DETROIT (AP) — Two men were held for questioning Tuesday as part of an investigation into the slayings of four Detroit women whose bodies were found in car trunks after three of them placed online escort ads, police said.
The men, ages 32 and 24, were arrested Tuesday morning by members of a federal and local law enforcement task force in Sterling Heights, a mostly middle-class community north of Detroit. They had not been charged by late afternoon, Detroit police Sgt. Eren Stephens said. Police also searched a Sterling Heights home.
The men were “placed in police custody for questioning in regard to the Backpage cases,” Stephens said.
Detroit Police Chief Ralph Godbee has said three of the slain women had placed ads for “prearranged adult dating services” on Backpage.com, prompting investigators to publicly say late last year that someone may have been targeting escorts.
Godbee had stopped short of saying the slayings were the work of a serial killer.

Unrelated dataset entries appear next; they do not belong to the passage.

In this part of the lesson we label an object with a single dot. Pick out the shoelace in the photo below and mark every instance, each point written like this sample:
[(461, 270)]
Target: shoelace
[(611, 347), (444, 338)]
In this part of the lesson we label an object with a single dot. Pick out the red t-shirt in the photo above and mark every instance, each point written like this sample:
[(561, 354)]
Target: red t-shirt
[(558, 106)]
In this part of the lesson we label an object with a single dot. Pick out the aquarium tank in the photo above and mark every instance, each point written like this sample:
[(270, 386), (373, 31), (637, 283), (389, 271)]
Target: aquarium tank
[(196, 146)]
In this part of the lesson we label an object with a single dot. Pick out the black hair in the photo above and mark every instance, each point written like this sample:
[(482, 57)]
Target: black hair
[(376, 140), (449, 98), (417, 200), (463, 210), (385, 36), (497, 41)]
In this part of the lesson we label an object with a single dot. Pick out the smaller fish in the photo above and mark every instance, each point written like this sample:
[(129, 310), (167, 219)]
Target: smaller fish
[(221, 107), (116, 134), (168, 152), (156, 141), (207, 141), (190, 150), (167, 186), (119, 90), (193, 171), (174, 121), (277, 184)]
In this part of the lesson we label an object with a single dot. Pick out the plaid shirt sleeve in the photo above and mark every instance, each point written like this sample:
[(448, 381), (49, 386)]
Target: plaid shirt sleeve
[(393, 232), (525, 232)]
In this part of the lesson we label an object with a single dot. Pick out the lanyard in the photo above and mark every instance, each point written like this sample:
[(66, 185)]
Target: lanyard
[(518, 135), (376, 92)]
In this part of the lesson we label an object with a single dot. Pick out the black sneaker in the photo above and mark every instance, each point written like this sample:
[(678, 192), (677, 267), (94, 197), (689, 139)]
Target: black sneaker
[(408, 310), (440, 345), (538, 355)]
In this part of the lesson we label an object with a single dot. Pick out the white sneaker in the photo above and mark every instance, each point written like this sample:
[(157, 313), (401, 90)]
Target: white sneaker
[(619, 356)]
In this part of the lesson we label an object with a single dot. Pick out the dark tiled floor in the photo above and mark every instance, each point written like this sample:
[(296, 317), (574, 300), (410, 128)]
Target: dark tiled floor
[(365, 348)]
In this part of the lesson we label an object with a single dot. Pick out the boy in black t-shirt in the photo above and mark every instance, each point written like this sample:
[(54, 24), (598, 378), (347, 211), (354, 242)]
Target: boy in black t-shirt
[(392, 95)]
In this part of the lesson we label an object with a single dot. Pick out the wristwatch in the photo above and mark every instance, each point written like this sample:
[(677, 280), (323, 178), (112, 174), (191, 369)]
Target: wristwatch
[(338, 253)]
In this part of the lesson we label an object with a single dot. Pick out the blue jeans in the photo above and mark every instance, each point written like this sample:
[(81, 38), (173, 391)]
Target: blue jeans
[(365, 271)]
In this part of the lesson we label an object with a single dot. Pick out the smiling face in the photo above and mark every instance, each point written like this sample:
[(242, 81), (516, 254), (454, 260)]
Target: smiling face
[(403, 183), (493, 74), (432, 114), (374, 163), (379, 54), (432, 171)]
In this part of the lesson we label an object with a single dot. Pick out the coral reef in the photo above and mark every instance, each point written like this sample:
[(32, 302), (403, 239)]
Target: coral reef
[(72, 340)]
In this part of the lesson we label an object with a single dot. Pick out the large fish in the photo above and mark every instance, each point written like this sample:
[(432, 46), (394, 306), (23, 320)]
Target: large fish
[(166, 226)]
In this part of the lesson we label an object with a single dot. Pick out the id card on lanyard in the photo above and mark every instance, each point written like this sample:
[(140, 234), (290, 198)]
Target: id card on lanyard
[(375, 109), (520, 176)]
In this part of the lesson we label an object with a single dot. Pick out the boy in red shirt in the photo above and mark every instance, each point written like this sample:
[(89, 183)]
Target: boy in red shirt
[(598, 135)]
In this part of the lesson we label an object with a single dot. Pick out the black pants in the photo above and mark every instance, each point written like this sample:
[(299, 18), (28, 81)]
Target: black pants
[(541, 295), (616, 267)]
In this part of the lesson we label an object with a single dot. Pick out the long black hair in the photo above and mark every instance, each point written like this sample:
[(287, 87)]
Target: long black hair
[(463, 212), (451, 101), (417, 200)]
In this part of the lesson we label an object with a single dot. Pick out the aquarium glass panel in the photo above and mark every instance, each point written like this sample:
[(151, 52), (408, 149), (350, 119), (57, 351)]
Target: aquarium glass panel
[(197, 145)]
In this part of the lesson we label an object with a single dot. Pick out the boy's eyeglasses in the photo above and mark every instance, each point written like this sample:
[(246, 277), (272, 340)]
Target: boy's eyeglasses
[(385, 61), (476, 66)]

Little other news about the cases had surfaced since the women’s bodies were found in December.
The bodies of 24-year-old Demesha Hunt and her 23-year-old cousin, Renisha Landers, were found Dec. 19 in separate car trunks in Detroit. The bodies of two more women — friends Natasha Curtis and Vernithea McCrary — were found Christmas Day in the trunk of burning car parked in a garage.
Relatives have said Hunt and Landers were not escorts.
Backpage.com said in late December that it had provided police with information about ads that a suspect may have posted on numerous websites.
It had come under criticism last year when attorneys general for 45 states raised concerns about how the site policed ads for adult services.
Other online sites also have been used to post pay-for-sex ads. Such sites also have been used to lure in crime victims.
Three men were killed last year in a robbery scheme after answering ads on Craigslist that promised work on a nonexistent cattle farm in southeast Ohio.
Two Detroit men were convicted last year of murder in the ambush slaying of a man at a suburban motel. The victim went to the motel in June 2010 with the promise of a romantic encounter with a woman he met online. The man was then robbed and killed.